Yesterday I was at the Cross House. And it began to rain! Whenever I am at the house during a storm I run outside like an idiot to see what is happening with the gutters and downspouts. Is all well? Well, yesterday I saw that the very top of the octagon tower, which has a built-in gutter, had water flowing OVER the huge cornice, like a waterfall. Huh? What? That is NOT supposed to be happening. Water is supposed to run ALONG the gutter and then exit through the downspout.
I stared at this unexpected and unwanted waterfall flowing down in front of the two arched windows of the tower, and the large window below.
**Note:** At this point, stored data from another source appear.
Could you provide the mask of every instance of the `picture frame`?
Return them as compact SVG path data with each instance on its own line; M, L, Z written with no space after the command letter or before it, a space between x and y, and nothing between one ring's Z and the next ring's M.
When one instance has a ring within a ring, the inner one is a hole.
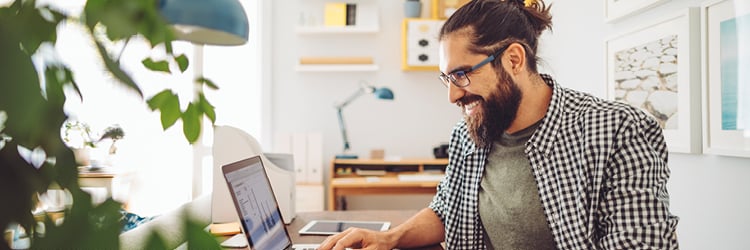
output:
M707 1L701 20L703 151L750 157L750 6Z
M652 115L670 152L702 149L699 15L688 8L605 41L607 98Z
M605 0L604 20L614 22L669 0Z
It was obvious that the downspout, around the corner to the right, was blocked.
But how to get to it?
A sensible person would have waited until the rain stopped, the house dried, and then corralled Justin into helping.
A sensible person, however, was not in evidence yesterday at the Cross House. And the person who was in evidence (who shall go unnamed) could only think of one thing: My baby is being damaged! MUST PROTECT BABY!
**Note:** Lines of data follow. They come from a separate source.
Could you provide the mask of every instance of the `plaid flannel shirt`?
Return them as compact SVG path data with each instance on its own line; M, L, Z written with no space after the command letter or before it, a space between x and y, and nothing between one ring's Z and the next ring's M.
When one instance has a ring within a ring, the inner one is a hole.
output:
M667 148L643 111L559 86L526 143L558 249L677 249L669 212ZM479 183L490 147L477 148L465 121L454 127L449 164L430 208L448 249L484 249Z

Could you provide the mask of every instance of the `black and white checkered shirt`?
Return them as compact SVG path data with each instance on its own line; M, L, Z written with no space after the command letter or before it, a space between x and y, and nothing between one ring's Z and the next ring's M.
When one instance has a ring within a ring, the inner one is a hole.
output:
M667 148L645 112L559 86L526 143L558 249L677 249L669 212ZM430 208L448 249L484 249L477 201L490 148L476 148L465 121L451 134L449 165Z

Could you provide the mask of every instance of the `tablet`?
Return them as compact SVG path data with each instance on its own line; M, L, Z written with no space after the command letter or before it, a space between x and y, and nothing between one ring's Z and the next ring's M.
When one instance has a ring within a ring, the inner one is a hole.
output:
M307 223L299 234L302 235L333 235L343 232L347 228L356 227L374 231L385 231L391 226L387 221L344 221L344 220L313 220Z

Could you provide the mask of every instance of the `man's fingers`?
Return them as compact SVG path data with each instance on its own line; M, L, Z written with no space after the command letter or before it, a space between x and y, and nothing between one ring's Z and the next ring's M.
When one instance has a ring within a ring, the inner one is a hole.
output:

So, the unnamed idiot climbed out through the top-floor door (right arrow), walked along the built-in gutter, around the corner, and to the downspout in question (left arrow). Unnamed idiot was TERRIFIED, TERRIFIED and FUCKING TERRIFIED.
(Warning: DON’T LOOK DOWN!) Upon reaching the downspout, Mr. Unnamed ran a long thin stick down through the spout from the top. This dislodged…nothing. Mr. Unnamed rammed and rammed and nothing happened. Except the bottom elbow fell away. And sticking out from the spout was a rotted wood roofing shingle. Which proved to be compacted with many other rotted wood roof shingles.
It was clear that when the octagon tower was redone several years ago, the roofers were casual about cleaning out the downspouts after they tore off the old roof.
Which means that this downspout has been compacted solid for over two years. Two years of rains and storms and snow.
Two years of damage to the house which the new roofing and relined gutters were meant to prevent, not cause.
Oh, Mr. Unnamed was maaaaaaaaaad!
The totally compacted elbow.
After pulling out the rotted shingles from the spout, the whole gross putrid mess RUSHED out, revealing rotted wood, rusty nails, dirt, and red circles (the roofing nails used for the underlayment). All this mess was tossed to the ground.
And the TERRIFYING death walk was repeated in reverse. And Mr. Unnamed aged several years in the process.